Suma, there's no reason to get defensive about your values - i.e. valuing equality. What I was cautioning against was the notion that one could engineer equality of condition by such things as imposing one's views (or a party's views or the majority's views) of what is a "just" price for someone's product or labor in place of a free market determined price. And contrary to your dismissal of my references to Marxist socialism as merely a prejudicial association, it is really entirely relevant. Equality imposed by authority, whether dictatorial or "democratic" authority, is the same thing - a huge mistake.

You can't engineer true equality of condition. You can, however, engineer equal misery for the masses with relative prosperity for those holding the authority.

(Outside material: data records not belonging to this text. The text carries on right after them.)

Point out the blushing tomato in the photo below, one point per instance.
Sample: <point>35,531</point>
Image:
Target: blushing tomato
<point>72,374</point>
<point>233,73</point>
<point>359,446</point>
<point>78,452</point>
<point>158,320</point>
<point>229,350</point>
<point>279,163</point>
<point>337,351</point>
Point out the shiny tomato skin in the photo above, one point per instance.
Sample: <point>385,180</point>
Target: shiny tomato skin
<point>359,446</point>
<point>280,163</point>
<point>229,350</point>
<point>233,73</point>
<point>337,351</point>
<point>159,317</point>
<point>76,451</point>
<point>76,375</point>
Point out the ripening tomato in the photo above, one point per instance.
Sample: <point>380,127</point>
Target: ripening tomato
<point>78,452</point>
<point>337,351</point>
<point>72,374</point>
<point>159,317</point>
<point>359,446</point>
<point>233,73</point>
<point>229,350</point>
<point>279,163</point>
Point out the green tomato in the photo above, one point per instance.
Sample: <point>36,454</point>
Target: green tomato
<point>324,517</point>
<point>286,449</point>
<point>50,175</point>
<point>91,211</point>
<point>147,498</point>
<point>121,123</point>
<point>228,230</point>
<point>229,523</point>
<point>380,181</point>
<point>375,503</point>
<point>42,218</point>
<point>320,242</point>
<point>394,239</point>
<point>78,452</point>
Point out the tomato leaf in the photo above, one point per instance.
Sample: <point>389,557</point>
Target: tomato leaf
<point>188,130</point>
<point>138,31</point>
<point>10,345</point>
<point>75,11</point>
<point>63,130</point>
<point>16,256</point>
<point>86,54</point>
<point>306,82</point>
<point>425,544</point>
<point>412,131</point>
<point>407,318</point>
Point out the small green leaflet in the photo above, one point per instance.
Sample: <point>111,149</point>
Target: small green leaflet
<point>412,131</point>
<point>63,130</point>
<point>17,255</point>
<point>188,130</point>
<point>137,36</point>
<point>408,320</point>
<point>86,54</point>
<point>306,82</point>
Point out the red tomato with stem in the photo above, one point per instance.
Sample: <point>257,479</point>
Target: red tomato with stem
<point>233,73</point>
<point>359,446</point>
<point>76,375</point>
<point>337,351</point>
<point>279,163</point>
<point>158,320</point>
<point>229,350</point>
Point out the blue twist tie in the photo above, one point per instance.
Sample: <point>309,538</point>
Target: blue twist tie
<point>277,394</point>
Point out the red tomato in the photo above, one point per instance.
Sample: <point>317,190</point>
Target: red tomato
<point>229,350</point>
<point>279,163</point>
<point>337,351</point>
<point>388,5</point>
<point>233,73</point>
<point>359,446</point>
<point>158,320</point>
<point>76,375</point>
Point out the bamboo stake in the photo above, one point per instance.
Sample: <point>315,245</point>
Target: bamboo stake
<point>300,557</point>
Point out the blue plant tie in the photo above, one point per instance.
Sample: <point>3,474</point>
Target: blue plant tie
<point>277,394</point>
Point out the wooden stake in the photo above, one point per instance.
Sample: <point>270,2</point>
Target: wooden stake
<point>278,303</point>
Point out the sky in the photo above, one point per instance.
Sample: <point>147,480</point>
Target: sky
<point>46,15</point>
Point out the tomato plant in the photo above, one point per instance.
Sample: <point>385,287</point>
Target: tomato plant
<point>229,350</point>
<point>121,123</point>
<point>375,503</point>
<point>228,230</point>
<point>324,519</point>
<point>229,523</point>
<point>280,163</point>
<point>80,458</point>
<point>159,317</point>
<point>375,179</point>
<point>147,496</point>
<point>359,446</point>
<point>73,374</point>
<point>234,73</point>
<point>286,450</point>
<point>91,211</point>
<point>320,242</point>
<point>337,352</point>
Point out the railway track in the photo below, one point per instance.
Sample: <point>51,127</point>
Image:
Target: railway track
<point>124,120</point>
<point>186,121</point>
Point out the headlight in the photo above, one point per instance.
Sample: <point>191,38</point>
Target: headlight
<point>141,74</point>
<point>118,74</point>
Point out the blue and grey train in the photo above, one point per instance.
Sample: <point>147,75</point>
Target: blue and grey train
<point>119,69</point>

Or you can engineer (relative) equality of opportunity by setting the rules of the game to eliminate unfair advantages and disadvantages, and let the chips fall where they may. That's what we try to do in societies they understand the importance of economic liberty and it works reasonably well. Certainly better than the alternative - the attempts to engineer equality of condition.



To: Suma who wrote (37528)7/3/2005 2:07:30 PM
From: ManyMoose  Respond to of 90947
 
I'm too young to have experienced the Depression, but my parents did and their frugality carried them through. They practiced it almost to a fault, and now I am still trying to get rid of stuff that has no practical use in today's economy but they kept because they could see potential for it.

My only point was that you don't fix inequity by tearing down success, but by adding to it. I have no love for people with a surplus of money and a lack of sense, but tearing them down to reduce disparity is not the way to go. Build up the lower levels.

No way am I part of the new rich. I'm a retired wage-earner and my pension is barely enough.